"Ah, ah; I forgot that; true, true!" said my uncle, despondingly, and there was a pause. My mother counted her rosary; my uncle sank into a revery; my twin brother pinched my leg under the table, to which I replied by a silent kick; and my youngest fixed his large, dark, speaking eyes upon a picture of the Holy Family, which hung opposite to him.

My uncle broke the silence; he did it with a start.

"Od's fish, Madam,"—(my uncle dressed his oaths, like himself, a little after the example of Charles II.)—"od's fish, Madam, I have thought of a better plan than that; they shall have instruction without going to school for it."

"And how, Sir William?"

"I will instruct them myself, Madam," and William slapped the calf of the leg he was caressing.

My mother smiled.

"Ay, Madam, you may smile; but I and my Lord Dorset were the best scholars of the age; you shall read my play."

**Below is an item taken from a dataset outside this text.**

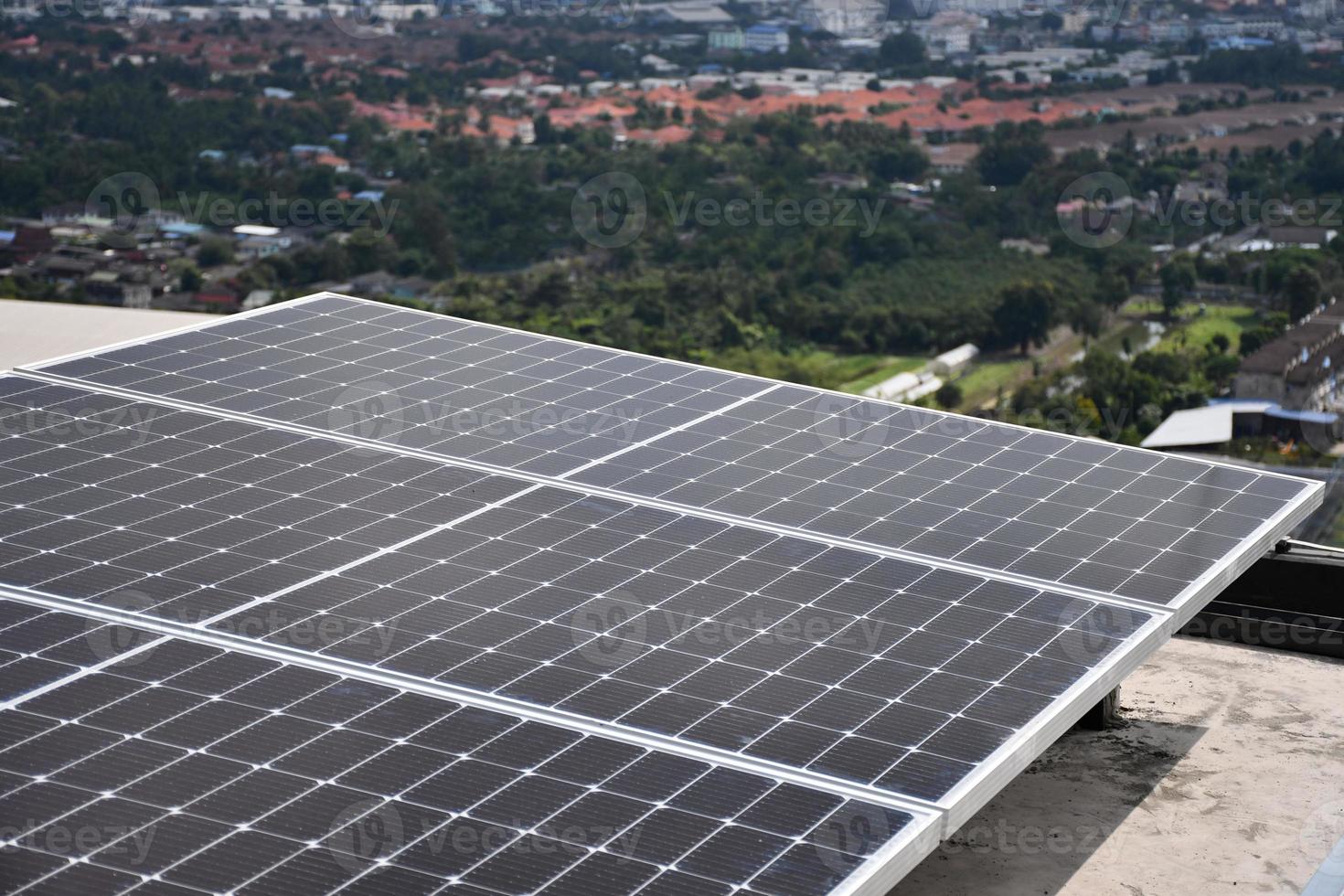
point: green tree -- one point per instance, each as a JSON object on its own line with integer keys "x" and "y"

"Do, Mother," said I, "read the play. Shall I tell her some of the jests in it, Uncle?"

My mother shook her head in anticipative horror, and raised her finger reprovingly. My uncle said nothing, but winked at me; I understood the signal, and was about to begin, when the door opened, and the Abbe Montreuil entered. My uncle released his right leg, and my jest was cut off. Nobody ever inspired a more dim, religious awe than the Abbe Montreuil. The priest entered with a smile. My mother hailed the entrance of an ally.

"Father," said she, rising, "I have just represented to my good brother the necessity of sending my sons to school; he has proposed an alternative which I will leave you to discuss with him."